Rebuilding it from the ground up is beginning to look very inviting. Add a couple of new directories under nfs-utils/utils -- new-mount.nfs and new-mount.nfs4. Throw away all the legacy stuff, all the sloppy code, and do it simply. Maybe even in Python (with a few C modules for invoking system calls directly).

A strategy might be: rewrite mount.c in Python. It's not long... Python has much nicer string handling than does C. And, many of the newer Red Hat utilities are writtin in Python.

OK, Zach sez: Python utilities are difficult to include on initrd... that's probably a reasonable argument not to use Python here.

I've cleaned up mount.c, and fixed the stack smashing problem.

May also want to rename it "mount.nfs.c". Add some lint/sparse tests to the Makefile?

nfs-utils is now maintained in a git repository on linux-nfs.org. I've cloned it locally, and initialized a stgit series in it to create a series of fixes based on the hacking I've already done.

I've noted that mounttype, which comes from util-linux's mount command, is basically not used in the nfs-utils version, but it should be or'd into "flags" by parse_opts(). I'll bet --bind mounts don't work at all.

I also see that "running_bg" is ignored in mount.nfs[4] -- perhaps background mounts don't work either? Probably not: nfsmount() is prevented from ever returning EX_BG. Maybe that's correct behavior for a stand-alone mount utility, but if so, why wasn't it removed wholesale?

Does "mount.nfs ... -o defaults" work? Do we need "mount.nfs -a" to work? Check with mount.ocfs2.

As I recalled, the -t option goes before <spec> <dir>, not after. And lo, the util-linux mount command does do it that way.

And does 'mount.nfs' support single parameter mounts such as "mount.nfs /home" ? There is logic to do this in there, but is it working right?

I can't build the git-ified source. Need to ask Steve. See if I can poke him about where the real git tree is (apparently it's not linux-nfs.org). Ah... there is a repo on neil.brown.name, but it looks identical to the one on linux-nfs.org.

Well. Steinar reports that util-linux's mount no longer supports NFS mounts, since there is a mount.nfs program provided by nfs-utils. However, mount.nfs is not installed by default because Neil doesn't think it's secure enough yet. So the world is stuck without an NFS mount program!

Looks like mount.nfs is worse off than I imagined. It absolutely needs to be fixed up before we can get in-kernel mount processing working.

Setting our own connect timeout

[ You need to call connect on a socket set to non-blocking mode with fcntl, and then use select with a timeout to limit the amount of time you will wait for the connect to complete. If select returns because you timed out, then close the socket and return an error. If select returns because of an event on the socket, you use getsockopt to determine if the connect succeeded or not.

See Stevens, Unix Network Programming Vol 1 for details. Comments in the code I'm looking at say page 411. ]

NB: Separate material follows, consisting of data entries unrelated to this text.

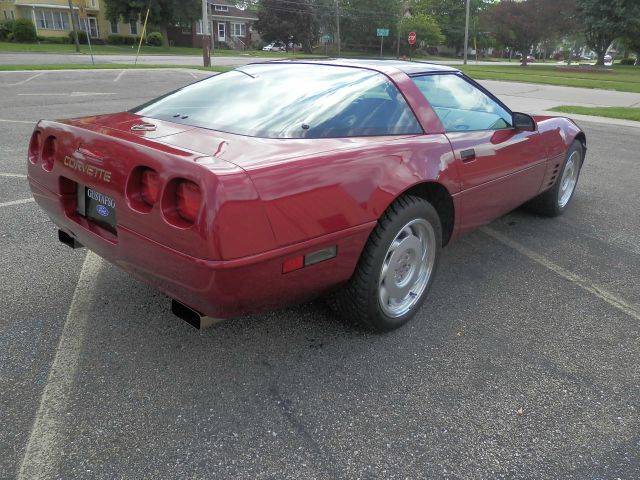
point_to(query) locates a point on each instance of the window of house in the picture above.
(238, 29)
(64, 18)
(57, 21)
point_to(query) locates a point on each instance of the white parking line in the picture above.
(16, 202)
(13, 175)
(26, 80)
(44, 447)
(583, 283)
(119, 76)
(17, 121)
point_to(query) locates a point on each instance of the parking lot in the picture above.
(523, 363)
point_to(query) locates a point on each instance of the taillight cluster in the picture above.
(179, 199)
(39, 150)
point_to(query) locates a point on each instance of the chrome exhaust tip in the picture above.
(192, 316)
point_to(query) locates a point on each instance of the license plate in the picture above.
(97, 206)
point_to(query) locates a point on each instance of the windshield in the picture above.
(290, 101)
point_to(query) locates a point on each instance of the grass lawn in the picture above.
(12, 47)
(621, 78)
(625, 113)
(103, 66)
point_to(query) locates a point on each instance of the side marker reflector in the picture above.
(296, 263)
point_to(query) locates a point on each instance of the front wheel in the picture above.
(396, 268)
(554, 201)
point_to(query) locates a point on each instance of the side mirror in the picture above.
(523, 122)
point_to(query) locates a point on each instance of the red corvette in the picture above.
(277, 182)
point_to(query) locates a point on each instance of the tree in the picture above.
(424, 26)
(514, 24)
(450, 16)
(606, 21)
(162, 13)
(282, 20)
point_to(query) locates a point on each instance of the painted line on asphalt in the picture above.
(17, 121)
(13, 175)
(16, 202)
(65, 94)
(119, 76)
(44, 448)
(26, 80)
(583, 283)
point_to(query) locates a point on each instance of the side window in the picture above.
(460, 105)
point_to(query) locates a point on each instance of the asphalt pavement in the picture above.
(523, 364)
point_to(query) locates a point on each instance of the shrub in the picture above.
(155, 39)
(54, 39)
(6, 29)
(24, 30)
(122, 40)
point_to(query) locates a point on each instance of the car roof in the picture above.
(383, 66)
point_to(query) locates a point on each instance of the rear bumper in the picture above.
(217, 288)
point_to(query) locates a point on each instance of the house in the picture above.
(229, 25)
(51, 17)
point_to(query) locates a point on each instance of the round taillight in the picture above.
(34, 147)
(188, 200)
(149, 186)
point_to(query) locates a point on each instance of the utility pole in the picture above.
(206, 54)
(338, 23)
(74, 25)
(466, 34)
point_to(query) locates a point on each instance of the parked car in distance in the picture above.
(244, 192)
(274, 47)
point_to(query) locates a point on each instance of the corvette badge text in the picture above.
(87, 169)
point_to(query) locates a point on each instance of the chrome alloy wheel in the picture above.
(569, 179)
(406, 268)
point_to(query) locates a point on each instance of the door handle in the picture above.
(468, 155)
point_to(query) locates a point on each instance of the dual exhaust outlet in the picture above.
(179, 309)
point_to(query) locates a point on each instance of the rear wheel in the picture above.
(554, 201)
(396, 268)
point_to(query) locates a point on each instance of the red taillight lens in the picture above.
(188, 198)
(34, 147)
(48, 153)
(149, 186)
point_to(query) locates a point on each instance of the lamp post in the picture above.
(466, 34)
(206, 57)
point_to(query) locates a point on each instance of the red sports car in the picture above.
(277, 182)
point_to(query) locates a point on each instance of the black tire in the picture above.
(549, 203)
(406, 219)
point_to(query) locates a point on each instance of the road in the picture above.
(524, 362)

This is a non-bug of sorts... user-space TCP connects will time out after 75 seconds. However, it would be nicer if these timed out quicker, like say after 15 seconds.

I took a look at Solaris network behavior, just as a reference point. I specified "-o proto=tcp,vers=3".

1. It always uses UDP for GETPORT requests, for both MNT and NFS, mount and umount;

2. It always uses UDP for MNT protocol requests, for both mount and umount;

3. It does a MNT NULL request before the actual MNT call, for both mount and umount;

4. It does two separate NFS pings, on two separate TCP connections; probably one is from the mount command, and one from the kernel? Both use an ephemeral port rather than a privileged one.

5. The Solaris kernel appears to cache TCP connections to the server, so if there's already one, it will use it instead of opening a fresh one. I didn't see a NULL request on this connection (either when it already existed, or when the kernel had to create one).

Copy support for other mount options (quiet/loud, quota, user[s]) to kernel mount client.

The version/transport break-back code is not working. Need to poke at it more. Should it break back if GETPORT says the service is there but the server isn't responding, or should it break back only if GETPORT says use another version?

Also I should check why umount hangs when the server goes down. Is lazy umounting working? What does the --force option do exactly?

Why does a failed umount report the same error twice?

[root@monet ~]# umount /mnt -O mountport=891,proto=tcp umount.nfs: Server failed to unmount 'ingres:/export/fast' umount.nfs: Server failed to unmount 'ingres:/export/fast' [root@monet ~]

Need to get back to chasing down fg/bg behavior.

Developing some other ideas:

1. (generic NFS) Somehow, fail new RPCs immediately if the transport is in a state where it can't connect (ECONNREFUSED or EHOSTUNREACH).

2. (generic RPC) A control-C isn't cancelling all transport state. An interrupted "mount -o tcp" blocks a subsequent "mount -o udp" until the failed TCP connection attempt times out and clears. Probably what's happening here is that the RPC client's connect logic is attempting to re-use the port, then the ->connect() call is just going on with TCP again. The RPC client should force a different port if the new connect request doesn't use the same transport.

3. I should fix up rpcb_getport_sync() to use only UDP. Except, umount needs to work somehow through firewalls. That's fixed... but maybe GETPORT should try UDP first, then if it times out, try TCP.

4. Break-back should be done by looking at portmapper's whole database and figuring out which transports, versions, and programs are available. Steve says some Cisco routers depend on a real GETPORT to determine which ports to open.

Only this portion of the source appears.